La casa del parroco e il ristorante sono stati subito evacuati, la strada chiusa provvisoriamente. La chiusura, però, si è protratta più del previsto perché il versante, provato dalle piogge di questi giorni, risulta particolarmente instabile. Tanto che da sabato sera i Comuni di Madesimo, Campodolcino e le frazioni di Cimaganda e Lirone nel territorio di San Giacomo Filippo, con più di 1.500 residenti in totale, sono rimasti sostanzialmete isolati, con la possibilità di raggiungere queste zone a piedi, grazie alla tempestiva realizzazione di una passerella pedonale che consente l’attraversamento del fiume Liro all’altezza della località Castagneto, che collega direttamente alla Via Spluga con raccordo all’altezza di Lirone (tempo di percorrenza circa 30 minuti), o con l’elicottero, grazie ad un servizio a pagamento promosso in collaborazione con Elitellina (al costo di 35 euro a persona) attivato nella giornata di ieri.

Inoltre, sempre nella giornata di ieri sono stati messi a disposizione anche alcuni autobus che hanno permesso a chi doveva raggiungere Madesimo e Campodolcino, o da lì allontanarsi, di non rimanere del tutto bloccati.
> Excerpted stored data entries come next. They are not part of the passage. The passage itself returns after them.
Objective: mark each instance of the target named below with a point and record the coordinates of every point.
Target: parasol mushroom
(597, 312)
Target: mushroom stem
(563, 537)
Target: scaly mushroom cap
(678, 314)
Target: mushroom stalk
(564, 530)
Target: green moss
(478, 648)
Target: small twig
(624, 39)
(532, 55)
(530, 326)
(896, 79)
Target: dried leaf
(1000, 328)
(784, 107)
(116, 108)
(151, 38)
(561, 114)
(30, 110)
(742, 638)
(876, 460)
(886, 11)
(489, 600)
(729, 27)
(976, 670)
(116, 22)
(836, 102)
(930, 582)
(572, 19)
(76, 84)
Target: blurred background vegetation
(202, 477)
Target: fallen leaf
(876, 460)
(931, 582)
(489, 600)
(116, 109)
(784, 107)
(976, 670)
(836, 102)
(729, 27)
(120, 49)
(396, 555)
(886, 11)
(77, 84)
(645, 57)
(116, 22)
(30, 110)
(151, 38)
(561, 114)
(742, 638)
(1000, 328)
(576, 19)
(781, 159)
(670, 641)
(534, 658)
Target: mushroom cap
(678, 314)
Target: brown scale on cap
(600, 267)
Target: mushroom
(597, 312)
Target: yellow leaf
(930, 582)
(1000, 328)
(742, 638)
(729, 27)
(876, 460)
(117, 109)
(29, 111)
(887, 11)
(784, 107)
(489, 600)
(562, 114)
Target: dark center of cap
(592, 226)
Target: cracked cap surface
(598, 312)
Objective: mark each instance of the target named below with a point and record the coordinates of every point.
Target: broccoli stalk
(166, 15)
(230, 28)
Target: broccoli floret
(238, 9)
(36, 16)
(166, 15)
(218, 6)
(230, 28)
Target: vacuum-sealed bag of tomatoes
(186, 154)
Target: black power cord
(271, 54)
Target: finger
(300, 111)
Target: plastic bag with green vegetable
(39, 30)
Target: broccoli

In particolare, è stato attivato un servizio di trasporto da Castagneto verso Chiavenna; mentre da Madesimo sono partiti due pullman, alle 13 e alle 15, fino a Lirone, poi i passeggeri hanno dovuto necessariamente proseguire a piedi attraverso il sentiero. Non solo: le amministrazioni impegnate nell’affrontare l’emergenza hanno anche previsto una “finestra” di un’ora e mezza, tra le 19 e le 20.30, durante la quale la strada è stata aperta, sotto stretto controllo di Anas e dei tecnici dei Comuni interessati. Dalle 20.30, però, la statale 36 è stata nuovamente chiusa fino a nuovo ordine, 1.500 persone ancora di fatto isolate. Per tutta la giornata di ieri sono proseguiti i lavori di disgaggio dei massi pericolanti sul versante nella zona del santuario di Gallivaggio, e oggi, poi, sono pevisti nuovi sopralluoghi e vertici in Comune a San Giacomo Filippo per definire la situazione e programmare la riapertura della 36, almeno a singhiozzo.